Ce qui m’a convaincue pour investir dans Chut !, ce sont trois éléments. D’abord l’équipe : ils sont trois, Aurore Bisicchia, Sophie Comte et Matteo Bisicchia, et très complémentaires en termes de compétences, entre la création de produit et la vente ; il y a une bonne dynamique entre eux. Ensuite, le produit : ce qu’ils font, on ne le voit pas ailleurs, ils se démarquent par leur créativité dans un environnement très concurrentiel. Enfin, le marché : le magazine n’est que la partie émergée de l’activité, il y a un véritable intérêt pour les grands groupes qui vont par exemple acheter le podcast pour expliquer à leurs salariés différents concepts de l’innovation numérique. Last but not least, l’impact : pour moi, c’est obligatoire. |
Il faut être patient
Je suis mes investissements, en lisant les reportings, en participant à des brainstormings, j’ouvre mon carnet d’adresses, je partage une idée, des opinions. J’attends un retour sur investissement entre 7 à 10 ans. Il faut être patient quand on investit dans l’impact. Si je perds, ce n’est pas grave, je me referai. J’ai parmi mes investissements une entreprise qui ne va pas très bien, elle va peut-être fermer. Mais j’avais investi en BSA-AIR (Bon de souscription d’actions – Accord d’investissement rapide) avec une décote de 80% – ça aurait pu être un excellent investissement. Le BSA-air permet de lever des fonds rapidement sans recours à un pacte d’actionnaires et une procédure longue, en échange d’une décote. Quand on transforme le BSA-air en actions, si ça marche, le titre a déjà pris de la valeur. En revanche, on ne peut pas prétendre à la défiscalisation de 18% accessible pour tout investissement en numéraire au capital d’une PME.
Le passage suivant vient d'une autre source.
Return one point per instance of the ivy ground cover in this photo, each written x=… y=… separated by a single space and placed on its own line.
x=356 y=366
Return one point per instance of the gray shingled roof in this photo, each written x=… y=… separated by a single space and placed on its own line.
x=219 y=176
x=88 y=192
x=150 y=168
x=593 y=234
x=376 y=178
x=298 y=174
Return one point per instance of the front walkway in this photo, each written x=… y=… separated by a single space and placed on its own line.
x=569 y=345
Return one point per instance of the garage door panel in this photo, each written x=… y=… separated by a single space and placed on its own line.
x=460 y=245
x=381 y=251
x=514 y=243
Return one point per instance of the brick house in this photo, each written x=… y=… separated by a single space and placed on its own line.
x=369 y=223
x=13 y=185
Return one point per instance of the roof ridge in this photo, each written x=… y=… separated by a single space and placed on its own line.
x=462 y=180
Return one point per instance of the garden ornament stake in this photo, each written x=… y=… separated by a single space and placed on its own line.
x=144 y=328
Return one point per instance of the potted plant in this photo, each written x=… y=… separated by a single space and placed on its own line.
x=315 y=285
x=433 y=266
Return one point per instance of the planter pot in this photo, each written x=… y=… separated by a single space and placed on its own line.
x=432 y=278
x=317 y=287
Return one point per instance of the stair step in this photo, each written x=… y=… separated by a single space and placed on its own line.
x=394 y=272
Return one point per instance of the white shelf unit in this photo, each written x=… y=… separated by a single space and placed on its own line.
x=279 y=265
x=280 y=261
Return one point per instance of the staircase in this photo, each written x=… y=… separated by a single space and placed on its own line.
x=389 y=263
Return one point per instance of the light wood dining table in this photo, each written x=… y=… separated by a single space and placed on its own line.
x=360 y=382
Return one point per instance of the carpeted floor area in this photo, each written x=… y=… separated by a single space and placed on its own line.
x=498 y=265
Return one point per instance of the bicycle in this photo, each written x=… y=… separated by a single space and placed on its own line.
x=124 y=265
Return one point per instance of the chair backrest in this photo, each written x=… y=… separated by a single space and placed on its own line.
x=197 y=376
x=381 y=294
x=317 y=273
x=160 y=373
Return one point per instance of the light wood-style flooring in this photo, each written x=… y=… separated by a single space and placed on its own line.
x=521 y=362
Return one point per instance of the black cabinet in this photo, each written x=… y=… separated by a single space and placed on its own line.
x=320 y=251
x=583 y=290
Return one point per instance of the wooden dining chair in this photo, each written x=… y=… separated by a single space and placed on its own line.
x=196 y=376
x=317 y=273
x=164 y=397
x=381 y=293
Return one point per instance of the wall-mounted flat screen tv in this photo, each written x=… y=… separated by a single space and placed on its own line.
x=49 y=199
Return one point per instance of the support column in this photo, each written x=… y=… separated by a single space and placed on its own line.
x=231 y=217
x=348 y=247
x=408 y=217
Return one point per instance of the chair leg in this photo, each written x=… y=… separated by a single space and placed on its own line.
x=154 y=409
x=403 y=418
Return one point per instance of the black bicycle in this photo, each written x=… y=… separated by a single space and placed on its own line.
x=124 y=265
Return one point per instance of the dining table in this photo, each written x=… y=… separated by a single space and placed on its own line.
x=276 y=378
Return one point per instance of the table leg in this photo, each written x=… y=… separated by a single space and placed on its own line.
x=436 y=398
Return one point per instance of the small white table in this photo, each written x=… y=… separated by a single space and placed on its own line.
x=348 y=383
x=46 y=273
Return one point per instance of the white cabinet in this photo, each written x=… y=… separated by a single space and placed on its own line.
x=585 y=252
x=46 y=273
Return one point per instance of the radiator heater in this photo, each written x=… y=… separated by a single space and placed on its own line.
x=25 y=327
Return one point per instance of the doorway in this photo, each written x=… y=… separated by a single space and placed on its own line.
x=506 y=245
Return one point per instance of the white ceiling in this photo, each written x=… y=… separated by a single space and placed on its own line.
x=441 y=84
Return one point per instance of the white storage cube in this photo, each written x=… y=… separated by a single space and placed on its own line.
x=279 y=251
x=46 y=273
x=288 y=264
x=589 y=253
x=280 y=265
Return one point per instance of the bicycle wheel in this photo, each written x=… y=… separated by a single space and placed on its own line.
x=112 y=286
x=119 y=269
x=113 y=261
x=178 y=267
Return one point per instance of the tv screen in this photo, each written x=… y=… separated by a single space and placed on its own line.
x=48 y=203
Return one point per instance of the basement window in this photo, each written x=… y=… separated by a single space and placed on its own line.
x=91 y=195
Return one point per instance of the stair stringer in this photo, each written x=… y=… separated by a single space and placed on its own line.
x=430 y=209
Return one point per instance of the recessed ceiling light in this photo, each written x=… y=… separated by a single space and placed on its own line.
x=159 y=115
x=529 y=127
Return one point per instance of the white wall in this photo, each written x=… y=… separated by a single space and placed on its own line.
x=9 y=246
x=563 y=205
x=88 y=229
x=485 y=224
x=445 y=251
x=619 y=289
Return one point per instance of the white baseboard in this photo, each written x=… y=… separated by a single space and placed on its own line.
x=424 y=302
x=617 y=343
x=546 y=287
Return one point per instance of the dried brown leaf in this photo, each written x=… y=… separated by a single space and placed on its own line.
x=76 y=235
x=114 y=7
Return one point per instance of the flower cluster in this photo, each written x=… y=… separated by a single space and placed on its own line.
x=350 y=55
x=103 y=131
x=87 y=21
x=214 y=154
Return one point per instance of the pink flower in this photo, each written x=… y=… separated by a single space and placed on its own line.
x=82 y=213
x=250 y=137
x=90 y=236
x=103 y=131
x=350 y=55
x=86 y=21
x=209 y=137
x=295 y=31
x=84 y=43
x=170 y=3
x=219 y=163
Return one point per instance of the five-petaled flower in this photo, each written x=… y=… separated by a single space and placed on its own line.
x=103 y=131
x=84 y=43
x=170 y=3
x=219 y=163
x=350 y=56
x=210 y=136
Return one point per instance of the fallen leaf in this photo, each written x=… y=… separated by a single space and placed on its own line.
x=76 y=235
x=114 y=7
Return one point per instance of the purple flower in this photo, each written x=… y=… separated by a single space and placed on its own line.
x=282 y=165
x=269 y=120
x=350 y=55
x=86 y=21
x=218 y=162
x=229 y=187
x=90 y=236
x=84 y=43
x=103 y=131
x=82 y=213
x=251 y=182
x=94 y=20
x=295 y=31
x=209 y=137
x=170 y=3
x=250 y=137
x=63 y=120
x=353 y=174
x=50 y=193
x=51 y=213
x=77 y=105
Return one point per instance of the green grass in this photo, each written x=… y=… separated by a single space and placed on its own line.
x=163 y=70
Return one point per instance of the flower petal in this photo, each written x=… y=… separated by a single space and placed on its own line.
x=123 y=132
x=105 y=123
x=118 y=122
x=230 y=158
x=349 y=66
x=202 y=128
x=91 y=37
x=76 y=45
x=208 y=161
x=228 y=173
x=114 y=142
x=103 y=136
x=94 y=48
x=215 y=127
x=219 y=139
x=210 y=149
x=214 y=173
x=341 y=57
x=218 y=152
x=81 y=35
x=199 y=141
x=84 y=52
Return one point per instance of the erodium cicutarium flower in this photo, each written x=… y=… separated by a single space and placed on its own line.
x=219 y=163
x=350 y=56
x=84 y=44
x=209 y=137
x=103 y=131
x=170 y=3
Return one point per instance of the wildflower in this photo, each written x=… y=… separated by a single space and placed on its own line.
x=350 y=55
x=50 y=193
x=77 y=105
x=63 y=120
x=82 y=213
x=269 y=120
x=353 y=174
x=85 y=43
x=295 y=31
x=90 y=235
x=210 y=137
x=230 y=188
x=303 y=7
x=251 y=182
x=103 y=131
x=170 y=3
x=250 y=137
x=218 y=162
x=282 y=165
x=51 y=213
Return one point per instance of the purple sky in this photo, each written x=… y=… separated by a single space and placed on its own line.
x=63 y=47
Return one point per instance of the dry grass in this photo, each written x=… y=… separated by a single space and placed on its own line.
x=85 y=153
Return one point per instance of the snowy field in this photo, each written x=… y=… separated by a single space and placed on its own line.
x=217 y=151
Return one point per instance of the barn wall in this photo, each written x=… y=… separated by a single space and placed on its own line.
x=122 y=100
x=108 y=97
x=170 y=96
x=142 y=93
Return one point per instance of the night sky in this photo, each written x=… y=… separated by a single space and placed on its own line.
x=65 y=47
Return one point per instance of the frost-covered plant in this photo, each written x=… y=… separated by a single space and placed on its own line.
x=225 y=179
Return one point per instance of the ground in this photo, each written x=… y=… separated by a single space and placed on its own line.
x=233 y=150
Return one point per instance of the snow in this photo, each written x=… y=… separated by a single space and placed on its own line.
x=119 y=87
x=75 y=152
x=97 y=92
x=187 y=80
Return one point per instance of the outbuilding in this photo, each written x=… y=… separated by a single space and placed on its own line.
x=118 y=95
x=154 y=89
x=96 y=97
Pour moi, c’est un scandale de dire aux gens de continuer à épargner. Oui, il faut disposer d’une épargne de précaution* en cas de coup dur mais à quoi ça sert d’avoir en plus des milliers d’euros qui dorment sur un compte « au cas où » ?
*Il est traditionnellement recommandé d’avoir une épargne de précaution équivalant à trois à six mois de salaire.